Les groupes pétroliers BP et Shell sont des clients de WPP depuis plusieurs décennies. Vous avez déjà indiqué que vous étiez anti-greenwashing. Mais concrètement, comment faites-vous la différence entre une opération de greenwashing et une campagne portant sur un projet résolument vert ? Avez-vous déjà refusé des demandes de greenwashing ?

La plupart des sociétés du secteur de l'énergie, y compris nos clients, essaient d'opérer une transition vers une économie à basse émission de carbone. Nous dialoguons étroitement avec nos clients pour évaluer leur action de façon juste et précise, et pour nous assurer qu'ils ne font pas de greenwashing. Nous les aidons à raconter leur histoire, avec précision. Nous suivons les standards marketing les mieux appropriés. Vous savez, à l'ère des réseaux sociaux, le greenwashing est de toute façon impossible.

BP a pris ses propres décisions sur la façon de faire du corporate advertising dans le futur (NDLR : le groupe pétrolier a retiré sa campagne "verte", Possibilities Everywhere, après une plainte de l'ONG Client Earth en 2019).



WPP a pris une série d'initiatives pour favoriser la diversité et l'inclusion au sein du groupe. Un système centralisé de données ethniques détaillées a été créé. Ce type de fichier est interdit en France. Devrait-elle adopter le modèle anglo-saxon ?

Je ne veux pas donner de conseil à la France sur ce qu'elle doit faire. Mais ce que je peux dire, c'est que dans tous les domaines, si vous souhaitez progresser, il est important de pouvoir mettre en place des outils de mesure. Nous ne collectons des données ethniques que lorsque nous sommes autorisés à le faire. Si c'est le cas, nous le faisons, et nous publions ces données en toute transparence. Beaucoup d'efforts doivent encore être faits pour créer une société plus juste. C'est ce que nous faisons. Mais nous respectons le fait que des pays aient des traditions différentes.



Le Brexit a-t-il eu un impact pour WPP, notamment en matière de recrutement de talents ?

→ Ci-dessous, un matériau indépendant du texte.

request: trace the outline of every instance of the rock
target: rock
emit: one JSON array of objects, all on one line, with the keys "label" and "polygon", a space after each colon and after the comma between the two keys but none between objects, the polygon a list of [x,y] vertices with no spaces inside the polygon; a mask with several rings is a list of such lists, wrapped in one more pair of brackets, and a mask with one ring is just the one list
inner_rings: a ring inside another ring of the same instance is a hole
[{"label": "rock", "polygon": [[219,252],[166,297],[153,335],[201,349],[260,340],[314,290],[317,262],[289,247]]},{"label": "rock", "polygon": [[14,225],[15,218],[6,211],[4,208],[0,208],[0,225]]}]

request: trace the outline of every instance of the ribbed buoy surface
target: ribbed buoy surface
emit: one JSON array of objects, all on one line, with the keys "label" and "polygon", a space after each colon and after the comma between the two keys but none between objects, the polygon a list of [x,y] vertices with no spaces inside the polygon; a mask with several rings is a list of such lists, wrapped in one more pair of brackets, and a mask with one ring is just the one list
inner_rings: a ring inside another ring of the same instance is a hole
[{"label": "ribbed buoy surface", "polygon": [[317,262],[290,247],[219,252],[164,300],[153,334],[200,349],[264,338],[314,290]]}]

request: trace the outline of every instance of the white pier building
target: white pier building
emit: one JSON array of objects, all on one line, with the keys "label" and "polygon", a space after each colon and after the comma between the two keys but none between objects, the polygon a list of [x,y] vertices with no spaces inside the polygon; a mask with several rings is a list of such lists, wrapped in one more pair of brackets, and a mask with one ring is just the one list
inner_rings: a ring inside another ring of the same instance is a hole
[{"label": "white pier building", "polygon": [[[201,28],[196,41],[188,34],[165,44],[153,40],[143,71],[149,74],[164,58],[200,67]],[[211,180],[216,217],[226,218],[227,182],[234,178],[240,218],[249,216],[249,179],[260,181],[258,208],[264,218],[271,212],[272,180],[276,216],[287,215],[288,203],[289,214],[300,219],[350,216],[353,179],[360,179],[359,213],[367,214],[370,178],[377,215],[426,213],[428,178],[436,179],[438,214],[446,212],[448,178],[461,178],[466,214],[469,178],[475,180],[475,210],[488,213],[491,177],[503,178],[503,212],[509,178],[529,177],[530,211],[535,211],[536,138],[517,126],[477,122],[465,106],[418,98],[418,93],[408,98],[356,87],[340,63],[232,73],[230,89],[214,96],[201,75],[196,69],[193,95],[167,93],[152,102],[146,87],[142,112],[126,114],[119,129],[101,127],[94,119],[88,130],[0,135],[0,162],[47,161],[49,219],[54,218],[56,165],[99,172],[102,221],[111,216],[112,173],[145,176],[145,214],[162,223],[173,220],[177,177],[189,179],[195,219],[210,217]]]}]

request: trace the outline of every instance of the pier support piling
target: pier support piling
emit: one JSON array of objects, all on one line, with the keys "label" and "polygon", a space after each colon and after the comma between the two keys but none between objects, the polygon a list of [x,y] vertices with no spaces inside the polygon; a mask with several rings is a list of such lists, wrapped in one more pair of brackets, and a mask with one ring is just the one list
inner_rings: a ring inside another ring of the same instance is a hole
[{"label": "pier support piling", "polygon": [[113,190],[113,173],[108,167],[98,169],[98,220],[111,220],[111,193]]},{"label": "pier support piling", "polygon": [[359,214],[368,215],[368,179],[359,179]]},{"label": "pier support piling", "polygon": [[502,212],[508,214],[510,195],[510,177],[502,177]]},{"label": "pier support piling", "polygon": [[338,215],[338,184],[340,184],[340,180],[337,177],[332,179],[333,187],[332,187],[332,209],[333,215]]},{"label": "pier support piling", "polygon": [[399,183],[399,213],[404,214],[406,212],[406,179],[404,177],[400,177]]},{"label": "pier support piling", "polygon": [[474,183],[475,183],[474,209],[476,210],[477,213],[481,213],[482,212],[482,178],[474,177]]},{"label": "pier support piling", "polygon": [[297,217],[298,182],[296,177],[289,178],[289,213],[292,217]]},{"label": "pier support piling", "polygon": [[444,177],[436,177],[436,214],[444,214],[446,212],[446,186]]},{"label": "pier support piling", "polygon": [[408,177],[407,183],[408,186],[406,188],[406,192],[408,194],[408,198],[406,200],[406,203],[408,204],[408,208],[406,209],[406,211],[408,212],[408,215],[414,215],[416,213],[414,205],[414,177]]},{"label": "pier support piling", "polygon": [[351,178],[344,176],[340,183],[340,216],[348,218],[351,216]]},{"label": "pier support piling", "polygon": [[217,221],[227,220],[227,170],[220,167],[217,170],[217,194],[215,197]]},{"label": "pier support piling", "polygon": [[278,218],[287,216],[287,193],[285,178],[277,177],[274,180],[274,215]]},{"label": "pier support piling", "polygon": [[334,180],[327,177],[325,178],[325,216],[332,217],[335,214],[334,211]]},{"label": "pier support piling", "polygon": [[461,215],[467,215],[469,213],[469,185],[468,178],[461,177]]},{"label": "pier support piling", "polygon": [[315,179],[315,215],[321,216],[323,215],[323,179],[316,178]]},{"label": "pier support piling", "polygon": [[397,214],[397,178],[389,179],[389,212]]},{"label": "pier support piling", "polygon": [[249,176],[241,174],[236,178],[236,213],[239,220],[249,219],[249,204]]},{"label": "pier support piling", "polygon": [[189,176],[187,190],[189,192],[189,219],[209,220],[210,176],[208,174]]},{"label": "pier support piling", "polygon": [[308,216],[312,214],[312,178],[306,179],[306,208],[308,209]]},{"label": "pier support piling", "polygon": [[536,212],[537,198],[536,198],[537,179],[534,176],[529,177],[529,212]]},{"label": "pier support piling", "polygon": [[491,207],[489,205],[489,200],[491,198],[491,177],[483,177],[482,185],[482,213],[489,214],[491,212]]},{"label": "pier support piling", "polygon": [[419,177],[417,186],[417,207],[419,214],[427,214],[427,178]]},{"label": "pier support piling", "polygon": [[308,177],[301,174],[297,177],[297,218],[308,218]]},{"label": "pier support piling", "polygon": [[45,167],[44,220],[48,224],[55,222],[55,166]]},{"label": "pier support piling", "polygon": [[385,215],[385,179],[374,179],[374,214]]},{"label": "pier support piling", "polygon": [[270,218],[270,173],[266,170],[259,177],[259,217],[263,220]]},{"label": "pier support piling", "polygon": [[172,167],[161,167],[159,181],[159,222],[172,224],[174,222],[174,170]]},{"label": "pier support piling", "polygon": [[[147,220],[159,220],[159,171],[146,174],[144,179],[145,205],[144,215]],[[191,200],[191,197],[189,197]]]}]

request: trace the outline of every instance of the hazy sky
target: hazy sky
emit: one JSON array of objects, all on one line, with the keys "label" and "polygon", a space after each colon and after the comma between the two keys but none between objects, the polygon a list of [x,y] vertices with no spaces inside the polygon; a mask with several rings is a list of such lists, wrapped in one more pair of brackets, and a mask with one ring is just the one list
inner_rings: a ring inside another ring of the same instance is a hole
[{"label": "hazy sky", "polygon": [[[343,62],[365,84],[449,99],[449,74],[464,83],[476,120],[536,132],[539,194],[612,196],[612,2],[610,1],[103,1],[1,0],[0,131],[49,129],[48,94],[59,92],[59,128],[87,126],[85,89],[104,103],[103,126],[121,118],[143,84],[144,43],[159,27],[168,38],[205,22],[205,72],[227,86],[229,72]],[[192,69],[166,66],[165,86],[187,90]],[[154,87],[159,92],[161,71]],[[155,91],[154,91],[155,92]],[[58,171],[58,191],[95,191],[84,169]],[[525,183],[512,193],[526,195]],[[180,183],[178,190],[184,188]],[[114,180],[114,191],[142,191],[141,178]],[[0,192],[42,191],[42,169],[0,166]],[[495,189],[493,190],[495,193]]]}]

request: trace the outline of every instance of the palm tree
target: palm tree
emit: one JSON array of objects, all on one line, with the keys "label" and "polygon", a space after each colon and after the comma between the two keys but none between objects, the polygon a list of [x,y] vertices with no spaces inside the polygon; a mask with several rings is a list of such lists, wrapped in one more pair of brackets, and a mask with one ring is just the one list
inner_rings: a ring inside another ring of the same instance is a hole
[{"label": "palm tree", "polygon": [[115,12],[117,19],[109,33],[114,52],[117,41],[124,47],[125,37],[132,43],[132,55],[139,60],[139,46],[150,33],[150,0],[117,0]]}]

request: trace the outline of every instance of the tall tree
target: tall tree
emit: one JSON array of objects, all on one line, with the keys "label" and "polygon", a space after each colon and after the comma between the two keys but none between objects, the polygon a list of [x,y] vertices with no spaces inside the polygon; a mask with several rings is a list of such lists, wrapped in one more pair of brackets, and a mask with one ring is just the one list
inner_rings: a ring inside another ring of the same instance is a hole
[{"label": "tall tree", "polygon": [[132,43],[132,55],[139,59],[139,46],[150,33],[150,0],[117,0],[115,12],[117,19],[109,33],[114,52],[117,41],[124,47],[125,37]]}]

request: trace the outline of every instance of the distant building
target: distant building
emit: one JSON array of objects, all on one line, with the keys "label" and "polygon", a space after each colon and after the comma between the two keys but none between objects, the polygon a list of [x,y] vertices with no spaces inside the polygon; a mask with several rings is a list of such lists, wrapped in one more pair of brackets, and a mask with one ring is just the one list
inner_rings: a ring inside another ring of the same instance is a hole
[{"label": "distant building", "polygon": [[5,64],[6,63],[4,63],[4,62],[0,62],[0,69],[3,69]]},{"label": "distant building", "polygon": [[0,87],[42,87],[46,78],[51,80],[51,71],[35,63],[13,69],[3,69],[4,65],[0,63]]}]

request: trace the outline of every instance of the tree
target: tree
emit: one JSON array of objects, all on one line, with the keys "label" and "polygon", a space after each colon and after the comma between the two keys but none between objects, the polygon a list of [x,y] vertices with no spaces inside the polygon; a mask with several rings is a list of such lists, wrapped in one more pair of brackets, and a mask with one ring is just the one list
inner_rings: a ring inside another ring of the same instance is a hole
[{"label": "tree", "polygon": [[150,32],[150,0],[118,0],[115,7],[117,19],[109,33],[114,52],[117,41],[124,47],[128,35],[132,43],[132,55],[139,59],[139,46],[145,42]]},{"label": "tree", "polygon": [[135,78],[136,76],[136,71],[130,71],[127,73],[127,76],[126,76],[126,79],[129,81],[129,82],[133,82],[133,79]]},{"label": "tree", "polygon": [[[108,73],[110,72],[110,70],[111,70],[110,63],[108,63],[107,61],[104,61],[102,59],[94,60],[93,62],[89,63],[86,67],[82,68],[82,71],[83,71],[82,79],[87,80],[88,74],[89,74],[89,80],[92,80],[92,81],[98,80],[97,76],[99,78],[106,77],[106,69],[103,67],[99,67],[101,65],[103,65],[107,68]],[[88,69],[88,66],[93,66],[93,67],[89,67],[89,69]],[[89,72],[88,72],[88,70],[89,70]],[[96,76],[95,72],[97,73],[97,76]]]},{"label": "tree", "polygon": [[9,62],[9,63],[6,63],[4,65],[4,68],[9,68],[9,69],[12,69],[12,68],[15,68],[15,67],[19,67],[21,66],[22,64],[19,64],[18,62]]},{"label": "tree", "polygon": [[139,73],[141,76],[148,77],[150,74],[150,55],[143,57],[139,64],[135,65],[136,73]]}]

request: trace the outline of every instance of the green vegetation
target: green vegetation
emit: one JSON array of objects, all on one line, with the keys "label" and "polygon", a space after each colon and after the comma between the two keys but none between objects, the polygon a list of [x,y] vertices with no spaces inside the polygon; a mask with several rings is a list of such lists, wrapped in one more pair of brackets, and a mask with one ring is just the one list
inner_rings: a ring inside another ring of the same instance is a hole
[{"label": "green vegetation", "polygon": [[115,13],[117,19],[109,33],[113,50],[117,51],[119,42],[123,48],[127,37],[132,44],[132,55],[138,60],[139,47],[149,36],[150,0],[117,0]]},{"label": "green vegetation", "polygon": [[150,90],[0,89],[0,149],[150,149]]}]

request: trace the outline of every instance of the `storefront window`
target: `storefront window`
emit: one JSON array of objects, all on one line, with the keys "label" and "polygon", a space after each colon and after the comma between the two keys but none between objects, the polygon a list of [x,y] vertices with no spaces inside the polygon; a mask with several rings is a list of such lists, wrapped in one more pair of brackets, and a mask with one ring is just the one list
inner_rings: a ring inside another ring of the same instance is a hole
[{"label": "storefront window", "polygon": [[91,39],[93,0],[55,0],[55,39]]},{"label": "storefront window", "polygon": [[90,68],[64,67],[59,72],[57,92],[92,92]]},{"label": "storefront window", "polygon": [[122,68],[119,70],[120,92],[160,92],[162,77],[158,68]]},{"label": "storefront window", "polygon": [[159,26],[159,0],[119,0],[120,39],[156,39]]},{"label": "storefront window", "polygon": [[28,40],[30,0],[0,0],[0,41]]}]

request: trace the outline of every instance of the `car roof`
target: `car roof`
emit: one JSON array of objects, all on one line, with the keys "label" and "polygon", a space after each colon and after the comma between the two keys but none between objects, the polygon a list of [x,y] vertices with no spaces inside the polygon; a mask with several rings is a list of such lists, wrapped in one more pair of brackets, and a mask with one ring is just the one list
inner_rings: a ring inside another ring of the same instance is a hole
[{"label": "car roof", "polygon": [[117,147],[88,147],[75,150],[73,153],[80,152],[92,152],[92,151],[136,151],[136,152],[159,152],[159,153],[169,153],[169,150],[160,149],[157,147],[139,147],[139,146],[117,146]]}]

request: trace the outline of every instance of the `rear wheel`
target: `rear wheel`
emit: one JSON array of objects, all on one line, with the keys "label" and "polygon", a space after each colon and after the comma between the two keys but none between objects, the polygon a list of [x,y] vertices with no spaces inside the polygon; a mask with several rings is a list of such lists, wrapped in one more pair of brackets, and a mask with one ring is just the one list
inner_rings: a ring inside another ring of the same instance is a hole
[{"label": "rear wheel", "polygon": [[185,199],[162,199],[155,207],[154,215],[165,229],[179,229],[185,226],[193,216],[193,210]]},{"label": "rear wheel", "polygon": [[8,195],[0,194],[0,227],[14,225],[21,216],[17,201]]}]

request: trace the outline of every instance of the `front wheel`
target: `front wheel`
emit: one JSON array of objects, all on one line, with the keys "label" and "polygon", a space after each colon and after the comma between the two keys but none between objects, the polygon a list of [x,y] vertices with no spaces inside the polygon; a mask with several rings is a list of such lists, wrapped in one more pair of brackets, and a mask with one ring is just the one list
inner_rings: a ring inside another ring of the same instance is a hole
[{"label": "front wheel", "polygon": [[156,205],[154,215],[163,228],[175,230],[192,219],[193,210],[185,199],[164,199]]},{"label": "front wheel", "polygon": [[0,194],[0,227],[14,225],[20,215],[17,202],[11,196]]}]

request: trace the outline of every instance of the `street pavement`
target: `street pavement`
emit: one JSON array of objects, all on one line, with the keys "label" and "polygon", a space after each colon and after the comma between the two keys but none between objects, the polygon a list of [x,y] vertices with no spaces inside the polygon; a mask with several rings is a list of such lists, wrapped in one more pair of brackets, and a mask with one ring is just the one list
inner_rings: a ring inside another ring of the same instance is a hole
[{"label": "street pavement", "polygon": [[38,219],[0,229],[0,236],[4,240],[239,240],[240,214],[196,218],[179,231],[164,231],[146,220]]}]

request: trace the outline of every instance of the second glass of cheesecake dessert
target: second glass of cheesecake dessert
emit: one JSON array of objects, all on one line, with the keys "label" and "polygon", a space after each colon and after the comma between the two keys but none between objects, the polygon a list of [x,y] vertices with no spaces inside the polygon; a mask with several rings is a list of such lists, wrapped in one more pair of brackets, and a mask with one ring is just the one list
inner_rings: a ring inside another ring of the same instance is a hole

Cela n'a pas fait de réelle différence pour nous jusqu'à présent. Mais dans cette période difficile, où personne ne peut aller nulle part, il est difficile de mesurer son impact. Pour l'instant, il n'a pas été observé.



De nombreuses plaintes ont été posées aux Etats-Unis contre Google et Facebook pour pratiques anticoncurrentielles. Comment vous situez-vous par rapport à eux ? La législation doit-elle se durcir ?

Il ne fait aucun doute que la puissance de Google et Facebook constitue un défi pour beaucoup de sociétés. Il est difficile de savoir exactement ce qu'il faut faire, et savoir s'il faut davantage réglementer.

En termes de protection de la vie privée, Google et Facebook essaient d'aller dans la bonne direction. A d'autres niveaux, ils impactent clairement les dynamiques du marché et la concurrence. La force de frappe de ces sociétés remet en question l'industrie traditionnelle. Il est donc juste de s'interroger sur leurs actions, mais définir ce qu'il faut faire reste compliqué.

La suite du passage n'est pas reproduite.